Building a 23 million record AI-driven database for council spending data
- Ben Manuel
- Apr 3
- 1 min read
Updated: Jun 24
Identifying AI Opportunity
We needed to build a comprehensive dataset consolidating spending data from over 300 local councils. This information was publicly available but fragmented across multiple websites and formats, requiring significant manual effort to gather, standardise, and use effectively.

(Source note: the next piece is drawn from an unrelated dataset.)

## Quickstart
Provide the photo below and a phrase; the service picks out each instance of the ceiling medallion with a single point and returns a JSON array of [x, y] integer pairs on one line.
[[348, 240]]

By carefully mapping their existing manual workflow, we identified significant opportunities to apply AI to automate the data extraction and standardisation process, making it vastly more efficient and usable.
Implementing AI Workflow
We developed an automated pipeline that systematically identified council spending URLs via targeted searches, extracted relevant data files (.csv/.xlsx), and leveraged AI to standardise inconsistent column headers into a unified database schema intelligently.
The solution incorporated automated data parsing, AI-driven mapping of diverse data formats, and integration with Companies House for supplier verification. We provided additional human oversight through selective data entry services to ensure completeness.
Outcome
Successfully unified spending data from over 300 councils, comprising 23 million records, into a single, easily searchable database.
Significantly reduced manual data processing time, improving both operational efficiency and data reliability.
Enabled advanced filtering by council, supplier, and SIC codes, with streamlined Excel exports, creating new monetisation opportunities through premium features and data accessibility.